Measurement is the process of systematically characterizing or quantifying information about people, events, ideas, or objects of interest. The social sciences have made significant progress in measuring people's underlying beliefs, knowledge, attitudes, and values through scientific scaling approaches and well-designed questionnaires and scales. These tools help researchers access the thoughts and views of respondents and understand the opinions of the person or group under observation. Rating scales are formalized versions of questionnaires that use multiple items to triangulate or help define a concept. Scales are more appropriately used to measure attitudes, values, or personality dispositions because they use multiple items to reflect the view that people's attitudes or beliefs are not singularly defined (Crano et al., 2014; Hair et al., 2021; Leavy, 2022).

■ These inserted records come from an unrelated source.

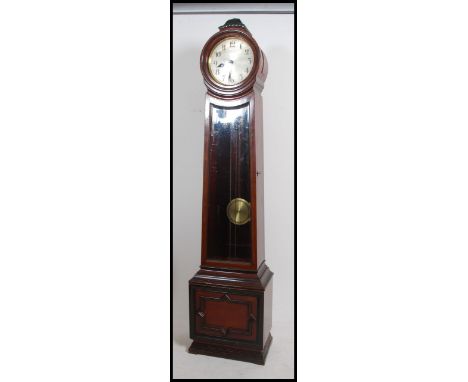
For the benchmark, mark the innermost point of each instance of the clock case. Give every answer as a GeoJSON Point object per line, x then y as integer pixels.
{"type": "Point", "coordinates": [231, 300]}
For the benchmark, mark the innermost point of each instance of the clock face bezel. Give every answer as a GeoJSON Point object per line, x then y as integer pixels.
{"type": "Point", "coordinates": [216, 87]}
{"type": "Point", "coordinates": [210, 56]}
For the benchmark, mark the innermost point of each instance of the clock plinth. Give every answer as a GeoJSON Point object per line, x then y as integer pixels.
{"type": "Point", "coordinates": [231, 294]}
{"type": "Point", "coordinates": [230, 313]}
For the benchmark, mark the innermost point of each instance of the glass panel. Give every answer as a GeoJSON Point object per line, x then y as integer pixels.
{"type": "Point", "coordinates": [229, 227]}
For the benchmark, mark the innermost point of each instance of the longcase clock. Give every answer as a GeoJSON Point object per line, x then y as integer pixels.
{"type": "Point", "coordinates": [231, 294]}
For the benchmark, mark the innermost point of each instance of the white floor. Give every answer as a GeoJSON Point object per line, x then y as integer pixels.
{"type": "Point", "coordinates": [279, 362]}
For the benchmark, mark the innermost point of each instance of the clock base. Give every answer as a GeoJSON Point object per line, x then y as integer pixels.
{"type": "Point", "coordinates": [231, 313]}
{"type": "Point", "coordinates": [247, 355]}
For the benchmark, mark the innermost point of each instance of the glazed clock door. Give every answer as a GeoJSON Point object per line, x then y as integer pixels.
{"type": "Point", "coordinates": [228, 207]}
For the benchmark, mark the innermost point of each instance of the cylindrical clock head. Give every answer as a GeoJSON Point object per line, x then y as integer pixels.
{"type": "Point", "coordinates": [232, 62]}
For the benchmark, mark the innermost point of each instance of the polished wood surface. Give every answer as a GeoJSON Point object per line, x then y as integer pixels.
{"type": "Point", "coordinates": [231, 295]}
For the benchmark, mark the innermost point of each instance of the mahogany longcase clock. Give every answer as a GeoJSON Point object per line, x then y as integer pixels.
{"type": "Point", "coordinates": [231, 294]}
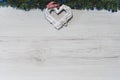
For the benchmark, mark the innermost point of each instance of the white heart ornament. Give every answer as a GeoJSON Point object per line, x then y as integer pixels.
{"type": "Point", "coordinates": [60, 23]}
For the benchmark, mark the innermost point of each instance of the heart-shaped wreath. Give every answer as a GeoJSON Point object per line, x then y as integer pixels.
{"type": "Point", "coordinates": [58, 24]}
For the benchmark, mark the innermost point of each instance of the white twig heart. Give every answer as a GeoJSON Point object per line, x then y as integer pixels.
{"type": "Point", "coordinates": [60, 23]}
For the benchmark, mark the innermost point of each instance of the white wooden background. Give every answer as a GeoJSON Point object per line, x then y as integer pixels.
{"type": "Point", "coordinates": [88, 49]}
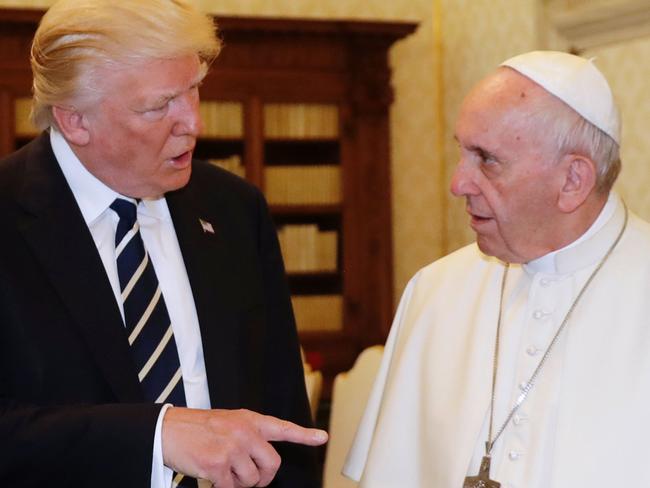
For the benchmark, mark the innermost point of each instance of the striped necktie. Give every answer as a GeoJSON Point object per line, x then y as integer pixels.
{"type": "Point", "coordinates": [146, 319]}
{"type": "Point", "coordinates": [145, 315]}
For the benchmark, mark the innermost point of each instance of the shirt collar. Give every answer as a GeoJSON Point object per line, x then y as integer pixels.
{"type": "Point", "coordinates": [588, 248]}
{"type": "Point", "coordinates": [92, 195]}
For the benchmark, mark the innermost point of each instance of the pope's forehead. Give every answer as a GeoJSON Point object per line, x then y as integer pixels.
{"type": "Point", "coordinates": [506, 85]}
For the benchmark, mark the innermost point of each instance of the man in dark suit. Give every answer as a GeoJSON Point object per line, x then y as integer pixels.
{"type": "Point", "coordinates": [116, 85]}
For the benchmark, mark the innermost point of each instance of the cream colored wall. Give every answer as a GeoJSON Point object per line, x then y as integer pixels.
{"type": "Point", "coordinates": [479, 34]}
{"type": "Point", "coordinates": [626, 67]}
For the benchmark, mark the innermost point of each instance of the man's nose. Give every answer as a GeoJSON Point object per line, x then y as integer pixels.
{"type": "Point", "coordinates": [189, 118]}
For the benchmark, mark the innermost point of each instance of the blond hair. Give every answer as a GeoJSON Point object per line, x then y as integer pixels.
{"type": "Point", "coordinates": [78, 37]}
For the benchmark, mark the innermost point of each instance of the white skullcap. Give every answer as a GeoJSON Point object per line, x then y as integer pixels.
{"type": "Point", "coordinates": [575, 81]}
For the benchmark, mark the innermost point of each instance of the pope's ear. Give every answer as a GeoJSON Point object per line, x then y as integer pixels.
{"type": "Point", "coordinates": [580, 177]}
{"type": "Point", "coordinates": [72, 125]}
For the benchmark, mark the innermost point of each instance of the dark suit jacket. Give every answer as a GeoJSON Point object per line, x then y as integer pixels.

Constructing effective questionnaire items applies to scale development as well. Several things to avoid when creating survey questions include double-barrelled questions, double-negative questions, negatively phrased questions, biased or leading questions, questions with built-in assumptions, abbreviations, slang and contractions, ambiguous phrases, and questions that ask respondents to recall information from an unrealistic time frame.
Scale measurement involves assigning a set of scale descriptors to represent the range of possible responses to a question about a particular object or construct. Scale measurement assigns degrees of intensity to the responses, commonly called scale points. There are four basic scale levels: nominal, ordinal, interval, and ratio (Tab. 5).
Nominal scales are the most basic and least powerful scale designs, requiring respondents only to provide some descriptor as the response. Responses do not contain a level of intensity, so ranking the responses is impossible. Nominal scales only allow the researcher to categorize the responses into mutually exclusive subsets that do not have distances between them.
Ordinal scales enable respondents to express relative magnitude between the answers to a question, and responses can be rank ordered in a hierarchical pattern. The researcher can determine relationships between reactions, such as "greater than/less than," "higher than/lower than", "more often/less often," "more important/less important," or "more favourable/less favourable." Mathematical calculations with ordinal scales include mode, median, frequency distributions, and ranges but cannot determine the absolute difference between rankings.
Interval scales can measure the absolute difference between scale points. The intervals between scale numbers tell us how far apart the measured objects are on a particular attribute. This approach enables us to compare different levels of any attribute. Beyond the mode and median, researchers can calculate the mean and standard deviation of respondents' responses for interval scales. Researchers can report findings not only about hierarchical differences (better than or worse than) but also the absolute differences between the data.
Ratio scales are the highest-level scale because they enable the researcher to identify the absolute differences between each scale point and make absolute comparisons between the responses. Ratio scales are designed to enable a "true natural zero" or "true state of nothing" response to be a valid response to a question. Generally, ratio scales ask respondents to provide a specific numerical value as their response, regardless of whether a set of scale points is used. In addition to the mode, median, mean, and standard deviation, one can compare levels.
It is crucial to consider the nature of the variables being studied when selecting the appropriate level of measurement for research. Figure 9 provides a helpful guide for researchers to determine the measurement level most suitable for their particular study. By carefully considering the characteristics of the variables at hand, researchers can ensure that their data is accurately and appropriately measured, leading to more valid and reliable findings.